Up at 7:30, breakfast at 8:30, morning pills by 9:20 and in the car by 9:30 to make it to treatment in Miami Beach by 10:15. “Okay, Mom,” I say, ”please get started on your protein smoothie. Okay, Mom, please check your chart. Okay, Mom, please let this dissolve on your tongue and then rinse your mouth.” She always puts on lipstick and wears something pretty to radiation; the techs and nurses treat her like a queen and regard me, by now, with something between professional respect and healthy fear. “I would appreciate it,” I murmur, my notebook open, my eyebrows ever so slightly raised, “if you would relay my message to the medical oncologist, as soon as possible. Thank you so much.”
Sometimes a blood draw, sometimes an extra doctor’s consultation. I hope there’s not too much tennis tournament traffic on the way home and ask if she’s got enough energy to eat lunch before she goes for a nap. I vacillate between furious housecleaning and slack-jawed internet procrastination, wondering what we should have for dinner, wondering if I can get the books to be donated to the library packed up today, wondering if I can get her some scarves to cover her hair. If the phone rings, I answer it. “She’s doing as well as can be expected,” I say. “Yes, I’ll tell her. Thanks so much for calling.” I put another load of laundry in the dryer and feed the cats. I write the check for the housekeeper. I send my sister a three-page document of questions to ask about long-term care.
One of Mom’s friends is coming over to hang out for a while so that I can do errands off the island. Target is over with sooner than I thought and plug in my ipod to take the long way home, driving slowly through some of the nicer Miami neighbourhoods, under a canopy of Spanish-mossed banyan and ficus trees, bouganvillea spilling over the plastered walls. Nothing like Wellington or any of the other cold rainy places I’ve lived, nothing like anywhere else. I pass my gifted elementary school, so expanded now I hardly recognize it. I pass my high school. The ipod plays, I brake for a red light, and feel nothing but tired.
Fuck you, you’re tired, says a sneering, brutal voice in my head. At least you don’t have cancer.
Well, you don’t right now, says another voice: calmer, more practical. More frighteningly matter-of-fact. This voice has a master’s in social work and has worked with people with disability and chronic illness. No MRI has been done on me, no tests have been administered—why would they have been? I think of my mother thirty years ago: single parent, two kids, starting a new career, getting her master’s, going on pointe for the first time. Not thinking about tumors, surely. I imagine myself in thirty years: I will have no partner, no children. No one to do this work for me. No weekly housecleaner or fresh flowers, when it’s my turn.
Flowers, right. I stop at a tiny expensive fresh market, right near where I was a day camp counselor when I was sixteen, and get two bunches of pink and white tulips. Shut up, I tell myself, navigating the aisles—I don’t know which voice this is, but it’s not in a good mood–shut up shut up shut up. Get your tulips and your goddamn organic soup and get home and get over yourself and get it done. Keep her happy, keep her safe, keep her appointments. Just get it done. I unfold the only reuseable grocery bag in South Florida from my purse and drive home along the bay, over the bridge, onto the island.

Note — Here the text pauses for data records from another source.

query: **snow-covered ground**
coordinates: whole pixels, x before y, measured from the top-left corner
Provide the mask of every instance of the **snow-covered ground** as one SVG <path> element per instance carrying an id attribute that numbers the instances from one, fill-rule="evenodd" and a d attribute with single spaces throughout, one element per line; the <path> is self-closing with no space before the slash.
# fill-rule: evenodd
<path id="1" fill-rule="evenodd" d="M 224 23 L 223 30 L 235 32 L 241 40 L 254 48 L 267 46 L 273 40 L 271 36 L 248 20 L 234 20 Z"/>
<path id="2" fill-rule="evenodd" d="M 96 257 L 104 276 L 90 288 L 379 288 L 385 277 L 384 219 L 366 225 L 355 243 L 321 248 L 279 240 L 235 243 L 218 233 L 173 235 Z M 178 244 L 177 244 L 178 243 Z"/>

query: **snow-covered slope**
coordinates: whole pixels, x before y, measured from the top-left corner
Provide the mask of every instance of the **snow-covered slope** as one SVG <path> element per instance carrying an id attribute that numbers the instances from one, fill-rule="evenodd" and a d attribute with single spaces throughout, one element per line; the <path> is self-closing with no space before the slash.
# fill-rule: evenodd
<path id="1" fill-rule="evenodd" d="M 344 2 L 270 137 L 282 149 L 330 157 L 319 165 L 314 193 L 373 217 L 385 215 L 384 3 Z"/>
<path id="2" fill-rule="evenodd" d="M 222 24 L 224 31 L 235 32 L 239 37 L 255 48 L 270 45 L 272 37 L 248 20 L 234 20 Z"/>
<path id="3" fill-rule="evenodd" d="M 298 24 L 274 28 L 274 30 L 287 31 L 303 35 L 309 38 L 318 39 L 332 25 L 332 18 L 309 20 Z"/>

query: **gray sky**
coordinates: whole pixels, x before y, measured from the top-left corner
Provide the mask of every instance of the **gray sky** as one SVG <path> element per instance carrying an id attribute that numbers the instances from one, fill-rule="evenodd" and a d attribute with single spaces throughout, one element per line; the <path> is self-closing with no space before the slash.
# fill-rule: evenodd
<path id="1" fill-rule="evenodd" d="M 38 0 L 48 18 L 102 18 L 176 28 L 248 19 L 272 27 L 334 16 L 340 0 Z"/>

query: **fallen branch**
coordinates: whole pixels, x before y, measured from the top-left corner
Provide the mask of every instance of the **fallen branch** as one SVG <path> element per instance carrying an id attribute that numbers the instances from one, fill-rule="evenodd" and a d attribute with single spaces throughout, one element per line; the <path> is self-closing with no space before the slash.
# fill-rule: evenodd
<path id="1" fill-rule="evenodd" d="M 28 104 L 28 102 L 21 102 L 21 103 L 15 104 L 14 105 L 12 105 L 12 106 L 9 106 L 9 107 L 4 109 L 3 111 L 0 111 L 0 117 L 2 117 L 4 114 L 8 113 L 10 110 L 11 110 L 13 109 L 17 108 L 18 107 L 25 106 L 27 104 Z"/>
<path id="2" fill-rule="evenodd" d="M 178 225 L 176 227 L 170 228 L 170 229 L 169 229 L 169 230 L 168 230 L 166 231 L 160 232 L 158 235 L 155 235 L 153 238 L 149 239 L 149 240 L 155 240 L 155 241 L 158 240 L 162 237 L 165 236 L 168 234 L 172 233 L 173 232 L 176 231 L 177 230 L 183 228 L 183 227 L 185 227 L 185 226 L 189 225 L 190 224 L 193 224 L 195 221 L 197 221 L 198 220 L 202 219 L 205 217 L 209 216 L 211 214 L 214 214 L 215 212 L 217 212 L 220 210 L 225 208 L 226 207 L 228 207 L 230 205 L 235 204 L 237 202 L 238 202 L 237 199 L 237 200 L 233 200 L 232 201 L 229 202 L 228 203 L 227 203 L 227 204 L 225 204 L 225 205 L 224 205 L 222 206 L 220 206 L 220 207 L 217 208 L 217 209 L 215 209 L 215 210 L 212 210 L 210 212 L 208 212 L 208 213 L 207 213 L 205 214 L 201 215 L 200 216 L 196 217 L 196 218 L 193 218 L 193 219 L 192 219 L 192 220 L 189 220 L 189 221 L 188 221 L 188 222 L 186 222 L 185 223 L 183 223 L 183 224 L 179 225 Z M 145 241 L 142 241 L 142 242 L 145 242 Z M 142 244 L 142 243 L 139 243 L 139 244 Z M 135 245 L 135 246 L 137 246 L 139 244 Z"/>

She and her friend are sitting on the couch chatting and laughing when I get back. I put the groceries away and sit down with them for a while, offer something to drink. Dinner is at 6:00. She tells me about their chat and ask if I had a nice time doing my errands. We talk about the neighbourhoods I drove through and about how much my schools have changed. Evening pills by 7:15. “Okay, Mom, please check this one off the chart. Okay, Mom, one more and we’re done.” She sweeps the kitchen floor while I fold the laundry, goes up to her room and waits for me to get her sorted out with her nightly DVD and ice cream. The other day I crumbled sea salt chocolate over vanilla and have not yet been able to out do myself in terms of flavor combinations; tonight I bring her plain strawberry. She accepts it from me with a smile.
“What are we doing tomorrow, honey?” she asks.
“Same thing, Mom. Radiation in the morning and then we’ll come back here and do some of our work. We need to give those books away to the library.”
“Another big day,” she says, settling in against her pillows. I got her some new sheets a couple of weeks ago and we remark on their beauty and softness a minimum of twice a day.
“Yeah, another big day.”
“Well,” she says, taking a spoonful of ice cream. “Thank you for a nice one today.” She hugs and kisses me good night. I go downstairs to turn off the lights and let the cats in, back upstairs to get ready for bed. Get it done, I think, listening over the sound of her TV to make sure she’s not calling me, that there isn’t anything she needs. Just get it done.